Until now, metal substrates for industrial use have been subjected to chemical conversion treatment for treating the base surface to improve corrosion resistance and adhesion. However, chemical conversion treatment solutions contain large amounts of various ionic components, as well as large amounts of heavy metal components, such as zinc, nickel, and manganese, to improve the properties of the resulting chemical conversion coating film.
When electrodeposition coating is performed using a cationic electrodeposition coating composition directly after the chemical conversion treatment, it is known that excess chemical conversion treatment solution adhered to or deposited on the metal substrate adversely affects the electrodeposition coatability, finished appearance, corrosion resistance, and the like.
Therefore, a typical coating line includes a water-washing step, which requires a considerable number of steps and time for degreasing treatment, chemical conversion treatment, first water-washing, second water-washing, pure-water washing, electrodeposition coating, first water-washing, second water-washing, pure-water washing, and bake-drying, as shown in FIG. 1. Furthermore, collection, filtration, treatment, disposal, etc., of wastewater from the water-washing step also require massive equipment and costs.
Patent Literature (PTL) 1 discloses a method for forming a multilayer coating film that enables process-streamlining and space-saving. In this method, electrodeposition coating is performed without performing water-washing after chemical conversion treatment. PTL 1 discloses that even when a chemical conversion treatment solution is brought as a contaminant into an electrodeposition coating composition in the subsequent step, it is possible to obtain a coated article with excellent finished appearance and excellent corrosion resistance, without affecting electrodeposition coatability and coating film properties. However, when water-washing is not performed, and if a solution having an electrical conductivity higher than a certain level is adhered to and/or deposited on the substrate, sufficient corrosion resistance and finished appearance might not be achieved.
Patent Literature (PTL) 2 discloses a method for performing chemical conversion treatment by dipping treatment using an acidic zinc phosphate aqueous solution. In relation to this, PTL 2 defines the sodium ion concentration in the zinc nitrite aqueous solution used as an accelerator. PTL 2 discloses in paragraph [0016] that when the sodium ion concentration is 10,000 ppm on a weight basis in a chemical conversion treatment tank, an excellent chemical conversion coating film is obtained.

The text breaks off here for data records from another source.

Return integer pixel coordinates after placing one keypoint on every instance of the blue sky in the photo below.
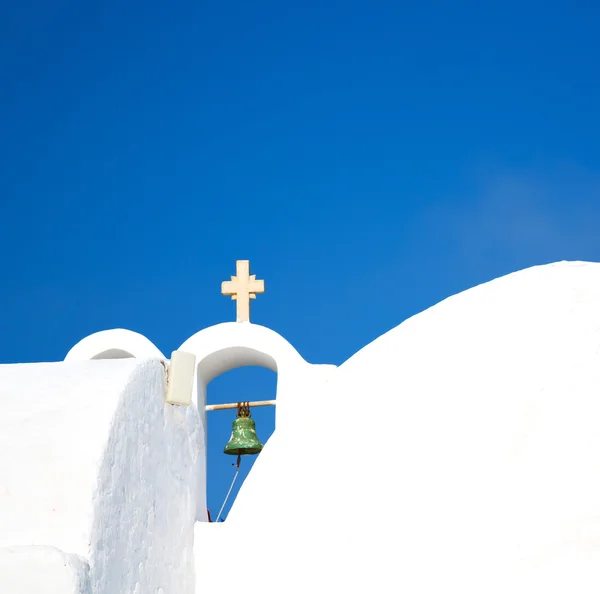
(370, 159)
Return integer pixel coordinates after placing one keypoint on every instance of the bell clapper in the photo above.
(243, 442)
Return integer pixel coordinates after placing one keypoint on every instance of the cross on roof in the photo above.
(242, 288)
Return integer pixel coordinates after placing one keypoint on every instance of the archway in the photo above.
(231, 345)
(249, 383)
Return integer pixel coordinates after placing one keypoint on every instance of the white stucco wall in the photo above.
(42, 570)
(94, 463)
(114, 344)
(460, 451)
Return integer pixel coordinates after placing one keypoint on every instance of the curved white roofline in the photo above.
(114, 344)
(227, 346)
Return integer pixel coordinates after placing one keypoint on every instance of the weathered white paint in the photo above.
(95, 463)
(460, 451)
(42, 570)
(114, 344)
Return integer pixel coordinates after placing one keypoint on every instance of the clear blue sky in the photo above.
(370, 159)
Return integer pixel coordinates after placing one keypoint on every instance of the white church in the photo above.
(473, 430)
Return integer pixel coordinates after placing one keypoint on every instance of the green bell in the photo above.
(243, 439)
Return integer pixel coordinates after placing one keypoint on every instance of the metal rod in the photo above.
(234, 405)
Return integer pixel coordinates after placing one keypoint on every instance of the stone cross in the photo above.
(242, 288)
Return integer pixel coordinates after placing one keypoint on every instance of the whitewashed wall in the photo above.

However, when sodium ions are contained at such a high concentration, the electrical conductivity is also high, and the water-washing step cannot be omitted. It is thus difficult to achieve process-streamlining and space-saving.
Patent Literature (PTL 3) discloses a method for chemical conversion treatment that is capable of producing a high-quality chemical conversion film. In relation to this method, PTL 3 discloses in paragraph [0063] that the electrical conductivity of the chemical conversion treatment solution is controlled to about 10 to 200 mS/cm (10,000 to 200,000 μS/cm). When the chemical conversion treatment solution has such a high electrical conductivity, sufficient washing is a necessity, and the washing step cannot be omitted. Therefore, achieving process-streamlining and space-saving is difficult.